Prof. Dr. Jutta Müller-Lukoschek
Rz. 39
Die schon durch den Amsterdamer Vertrag eingeräumten Befugnisse hat die EU seither umfassend genutzt und etliche Verordnungen erlassen.
I. Der Begriff "EU-Verordnung"
Rz. 40
Die Bezeichnung "EU-Verordnungen" bedarf vorab der Erklärung, denn die Bezeichnung ist irreführend. Es handelt sich bei den EU-Verordnungen trotz der Wortwahl ("Verordnungen") um Regelungen mit Gesetzesqualität, die in den Mitgliedstaaten der EU automatisch gelten und den jeweiligen nationalen Regelungen der Mitgliedstaaten vorgehen. Dies gilt auch für die neu hinzugekommenen Mitgliedsstaaten; allerdings nicht für Dänemark, denn Dänemark beteiligt sich generell nicht an der justiziellen Zusammenarbeit in Europa (zur Sonderrolle Dänemarks siehe oben Rn 36; zu Großbritannien und Irland siehe oben Rn 37); die Sonderrollen dieser Staaten werden vielfach kritisiert (unsolidarisch und problematisch).

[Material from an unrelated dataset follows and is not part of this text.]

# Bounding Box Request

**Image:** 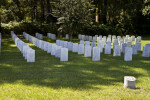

Die von der Union in der Form von Verordnungen erlassenen Rechtsvorschriften binden die Mitgliedstaaten direkt, die Verordnungen gelten deshalb in den Mitgliedstaaten jeweils unmittelbar, ohne dass es einer innerstaatlichen Umsetzung bedarf (Art. 288 Unterabsatz 2 AEUV).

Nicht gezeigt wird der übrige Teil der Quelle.